任意整理をした場合、一生住宅ローンを利用することができなくなるわけではありません。任意整理をしたせいで一生ブラックリストに載りつづけてしまうと、誰も任意整理をしなくなってしまいます。

基本的に、信用情報機関は手続き後一定期間が経過したら、任意整理による事故情報は消去されます。任意整理による事故情報が消去されるまでの期間は、原則として任意整理の手続き後5年間です。任意整理をした後5年経過すれば、住宅ローンの利用が可能となります。

そして注意をしなければならないのが、任意整理のブラックリストの起点は完済してから5年になります。そのため、リスケジュールの期間(一般的に3年間)も合わせて8年間はブラックリストに載ることになります。

信用情報を開示してみればブラックリスト登録の有無が分かる

信用情報機関では、本人開示制度というものがあります。個人信用情報に事故情報が登録されているのかを確認することが可能です。

住宅ローンの審査に落ちてしまったという履歴も登録されますので、その後ほかの金融機関で審査を通すのが難しくなることがあります。そのため、住宅ローンの申し込み前に、個人信用情報を開示しておくといいでしょう。

  • CIC:窓口・郵送・インターネット
  • JICC:窓口・電話・郵送
  • KSC:郵送のみ
住宅ローンの審査で重要になるのは、KSCなので事前にKSCから個人信用情報を取りよせておきましょう。

任意整理後の住宅ローンを通りやすくするためには?

任意整理以外の事故情報を残さない

信用情報の回復を待つ間に、新たな金融事故情報を増やさないことが重要です。住宅ローンの審査で、支払い態度を疑われないように、公共料金や家賃などの滞納をしないように気をつけましょう。とくに、携帯電話の料金の滞納については以外と多くやってしまうミスなので注意をするべきです。

自己資金を貯めておく

年収が低いと住宅ローンの審査に通らないと思われがちですが、審査で重視されるのは「返済負担率」です。

返済負担率とは、年収の中で住宅ローン返済額が占める割合になります。自己資金を貯めておき、購入したい物権の価格や建築費用を抑えることができれば、ローンで借りる額も低くなります。

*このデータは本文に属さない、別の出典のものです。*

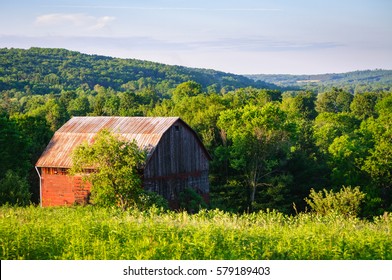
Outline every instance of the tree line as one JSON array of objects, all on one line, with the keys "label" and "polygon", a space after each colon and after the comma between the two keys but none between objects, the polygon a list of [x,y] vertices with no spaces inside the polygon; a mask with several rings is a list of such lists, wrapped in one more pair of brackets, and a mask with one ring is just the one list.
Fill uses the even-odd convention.
[{"label": "tree line", "polygon": [[213,157],[212,208],[294,213],[306,211],[310,194],[352,187],[365,194],[360,215],[392,210],[391,92],[218,90],[189,80],[165,94],[155,82],[0,94],[2,204],[38,201],[34,163],[70,117],[117,115],[187,122]]}]

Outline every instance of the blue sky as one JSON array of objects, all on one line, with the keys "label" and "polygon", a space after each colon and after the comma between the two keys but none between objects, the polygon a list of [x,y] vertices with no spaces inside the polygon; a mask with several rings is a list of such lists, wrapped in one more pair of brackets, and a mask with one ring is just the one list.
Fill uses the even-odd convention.
[{"label": "blue sky", "polygon": [[0,47],[237,74],[392,69],[390,0],[0,0]]}]

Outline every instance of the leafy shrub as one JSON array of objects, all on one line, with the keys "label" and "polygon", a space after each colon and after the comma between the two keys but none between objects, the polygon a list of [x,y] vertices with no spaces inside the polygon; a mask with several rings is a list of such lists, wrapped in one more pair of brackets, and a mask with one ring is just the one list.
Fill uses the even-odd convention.
[{"label": "leafy shrub", "polygon": [[341,214],[344,216],[357,216],[360,211],[362,200],[365,194],[360,191],[359,187],[351,188],[343,186],[339,192],[332,190],[316,192],[310,190],[309,198],[305,201],[313,211],[320,215],[328,215],[331,213]]},{"label": "leafy shrub", "polygon": [[140,210],[147,210],[154,206],[163,210],[169,210],[169,203],[167,200],[156,192],[143,191],[139,200],[138,206]]},{"label": "leafy shrub", "polygon": [[[71,175],[82,174],[90,181],[91,201],[98,206],[120,206],[123,210],[137,206],[142,193],[139,168],[145,162],[146,153],[136,141],[128,141],[108,131],[101,130],[94,142],[87,141],[72,154]],[[95,172],[84,170],[94,167]]]},{"label": "leafy shrub", "polygon": [[207,208],[204,199],[193,188],[186,188],[179,194],[180,208],[188,213],[197,213],[202,208]]}]

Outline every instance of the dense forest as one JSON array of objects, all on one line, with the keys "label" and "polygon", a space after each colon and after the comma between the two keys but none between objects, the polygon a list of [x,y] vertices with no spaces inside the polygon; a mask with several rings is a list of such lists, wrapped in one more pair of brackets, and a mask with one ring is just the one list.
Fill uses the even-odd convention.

そうすることで、返済負担率の条件がクリアでくる可能性が高くなります。

自宅を購入するには頭金、諸費用、引っ越し代などが必要です。そのため、物件価格や建築費用の25%~35%を自己資金で用意しておくことが理想的です。

ローン審査に落ちた履歴は残さない

個人信用情報の金融事故情報が消えて、いざローン審査をする場合、一度にたくさん申し込むというのはあまりいい手段ではありません。信用情報機関には、ローン審査の際に金融機関が情報を照会したという履歴が残ります。

この履歴が多い人は申込みブラックといって、たくさんの銀行に住宅ローンを断られているから、危険人物であると警戒されてしまいます。そのため、審査に通りやすいローンを狙い申込みをすることがいいでしょう。

この申込みブラック状態は半年、つまり6か月経過で消去されます。

まとめ

住宅ローンがある場合、任意整理をすると住宅ローンを融資している債権者を債務整理の交渉から外すことができます。

民事再生(個人再生)という手段もありますが、民事再生(個人再生)を利用しなくても、任意整理で債務が整理できるのであれば任意整理をした方がいいでしょう。

任意整理をした場合、5年間はブラックリストに名前が載りますので、その間は住宅ローンを組むことができません。そして、確実に住宅ローンの融資をしてもらう場合、物件価格や建築費用の25%~35%の自己資金を用意しておくといいでしょう。